In 2015, Science magazine stated that Visco “may be the most influential non-scientist in the history of breast cancer research.” The West Philadelphia native came to the attention of the disease after 13 years as a partner at the law firm Cohen Shapiro Polisher Shiekman & Cohen, dedicating herself to leading coalitions, working with activists, survivors, researchers, policymakers and others committed to advocating and supporting breast cancer research .
“We have never been a pink ribbon organization,” Visco said, referring to the universal symbol of breast cancer awareness. “We want society to understand that breast cancer is not soft, pink or pretty.”
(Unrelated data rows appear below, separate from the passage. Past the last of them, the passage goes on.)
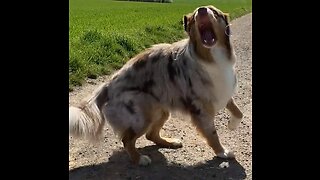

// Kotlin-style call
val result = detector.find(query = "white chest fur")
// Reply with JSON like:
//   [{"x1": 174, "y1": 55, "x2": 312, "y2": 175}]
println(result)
[{"x1": 199, "y1": 47, "x2": 236, "y2": 111}]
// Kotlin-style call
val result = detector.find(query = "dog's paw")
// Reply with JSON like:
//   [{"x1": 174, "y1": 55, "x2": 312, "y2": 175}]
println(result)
[
  {"x1": 163, "y1": 137, "x2": 183, "y2": 148},
  {"x1": 138, "y1": 155, "x2": 152, "y2": 166},
  {"x1": 216, "y1": 149, "x2": 235, "y2": 159},
  {"x1": 151, "y1": 137, "x2": 183, "y2": 149},
  {"x1": 171, "y1": 139, "x2": 183, "y2": 148},
  {"x1": 228, "y1": 116, "x2": 242, "y2": 130}
]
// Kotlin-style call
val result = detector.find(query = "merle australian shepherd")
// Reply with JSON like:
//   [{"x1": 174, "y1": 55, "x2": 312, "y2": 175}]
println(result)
[{"x1": 69, "y1": 5, "x2": 243, "y2": 166}]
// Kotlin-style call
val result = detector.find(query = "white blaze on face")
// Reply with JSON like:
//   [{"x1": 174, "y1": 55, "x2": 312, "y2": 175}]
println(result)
[
  {"x1": 194, "y1": 7, "x2": 217, "y2": 48},
  {"x1": 194, "y1": 7, "x2": 216, "y2": 21}
]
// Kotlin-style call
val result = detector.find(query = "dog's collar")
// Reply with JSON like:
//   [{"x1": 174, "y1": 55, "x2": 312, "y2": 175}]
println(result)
[{"x1": 172, "y1": 50, "x2": 180, "y2": 61}]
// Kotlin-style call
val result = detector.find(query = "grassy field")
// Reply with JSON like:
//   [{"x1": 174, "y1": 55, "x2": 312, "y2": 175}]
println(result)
[{"x1": 69, "y1": 0, "x2": 252, "y2": 90}]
In addition to Visco, three more people with regional roots were honored with the Presidential Citizens’ Medal, which was awarded to 20 people from all over the country. These include former U.S. Senator Bill Bradley (D-New Jersey); Louis Lorenzo Redding, the first black lawyer in Delaware; and Collins J. Seitz, who was a judge of the United States Court of Appeals for the Third Circuit in Delaware. Both Redding and Seitz were honored posthumously. The awards were presented during a ceremony at the White House on Thursday.
Bradley, a graduate of Princeton University, Olympianand they were basketball player for the New York Knicks, served as New Jersey senator from 1979 to 1997. He was, among others, candidate for the Democratic presidential nomination in the 2000 election, losing to Vice President Al Gore. In 2020, he he endorsed Biden and campaigned for him. He has author six books on American politics, culture and economy, and starred in a one-man play he wrote about his life and work, rolling, which became a movie. Bradley sponsored or co-sponsored Senate Acts supporting women’s health, protecting ocean shores and improving support for children, among others.
He grew up in Wilmington and graduated from Howard High School in 1919, according to Redding Redding Consortium for Educational Equity. In 1929, Redding became the first black lawyer in Delaware. In 1950, he won the landmark case that led to the desegregation of the University of Delaware. He also presented the legal arguments that helped lead to the desegregation of schools in Claymont and Hockessin, Del., in the 1950s.
In 1954, Redding was an assistant to Supreme Court Justice Thurgood Marshall in the case of: Brown v. Board of Education a case that overturned the “separate but equal” system of segregation in public schools across the country. He died at the age of 96 in 1998 in Lima, Delaware County.
Seitz, born in Wilmington in 1914 and a graduate of the University of Delaware, served as a senior federal appeals judge judge in the city after being nominated by President Lyndon B. Johnson in 1966. He is credited helps with disassembly the “separate but equal” doctrine, which supported segregation in school systems based on a 1952 court ruling ordering the desegregation of Delaware public schools, a ruling cited in the Supreme Court’s unanimous 1954 decision to end segregation. Seitz died in Wilmington in 1998.
Biden also awarded the medal to Liz Cheney, a former Republican member of Congress from Wyoming who lost her seat after taking a leadership role on the commission investigating the January 6, 2021 insurrection in which she criticized President-elect Donald Trump.
In the fall, Cheney campaigned for Vice President Kamala Harris in suburban Philadelphia.